Visualizing the mechanical activation of Src.

Author information

1
Department of Bioengineering and the Whitaker Institute of Biomedical Engineering, La Jolla, California 92093, USA.

Abstract

The mechanical environment crucially influences many cell functions. However, it remains largely mysterious how mechanical stimuli are transmitted into biochemical signals. Src is known to regulate the integrin-cytoskeleton interaction, which is essential for the transduction of mechanical stimuli. Using fluorescent resonance energy transfer (FRET), here we develop a genetically encoded Src reporter that enables the imaging and quantification of spatio-temporal activation of Src in live cells. We introduced a local mechanical stimulation to human umbilical vein endothelial cells (HUVECs) by applying laser-tweezer traction on fibronectin-coated beads adhering to the cells.
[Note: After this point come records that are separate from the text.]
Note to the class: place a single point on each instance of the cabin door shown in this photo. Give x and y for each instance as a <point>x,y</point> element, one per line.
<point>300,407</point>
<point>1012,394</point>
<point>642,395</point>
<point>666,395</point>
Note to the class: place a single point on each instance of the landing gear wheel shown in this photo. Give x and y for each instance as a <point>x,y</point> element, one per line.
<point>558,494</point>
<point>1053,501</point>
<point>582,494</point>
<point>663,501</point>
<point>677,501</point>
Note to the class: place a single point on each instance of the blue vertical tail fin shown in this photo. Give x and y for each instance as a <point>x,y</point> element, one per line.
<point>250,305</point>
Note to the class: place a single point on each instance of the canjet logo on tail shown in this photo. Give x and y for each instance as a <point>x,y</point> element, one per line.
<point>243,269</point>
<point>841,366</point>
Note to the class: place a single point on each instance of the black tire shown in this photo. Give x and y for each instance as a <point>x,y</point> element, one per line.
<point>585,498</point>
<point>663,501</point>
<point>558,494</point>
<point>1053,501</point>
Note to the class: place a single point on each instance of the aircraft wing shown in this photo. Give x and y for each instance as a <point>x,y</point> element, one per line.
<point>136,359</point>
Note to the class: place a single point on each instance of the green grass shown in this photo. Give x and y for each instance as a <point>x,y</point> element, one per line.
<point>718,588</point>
Using the Src reporter, we observed a rapid distal Src activation and a slower directional wave propagation of Src activation along the plasma membrane. This wave propagated away from the stimulation site with a speed (mean +/- s.e.m.) of 18.1 +/- 1.7 nm s(-1). This force-induced directional and long-range activation of Src was abolished by the disruption of actin filaments or microtubules. Our reporter has thus made it possible to monitor mechanotransduction in live cells with spatio-temporal characterization. We find that the transmission of mechanically induced Src activation is a dynamic process that directs signals via the cytoskeleton to spatial destinations.

PMID:
15846350
DOI:
10.1038/nature03469
[Indexed for MEDLINE]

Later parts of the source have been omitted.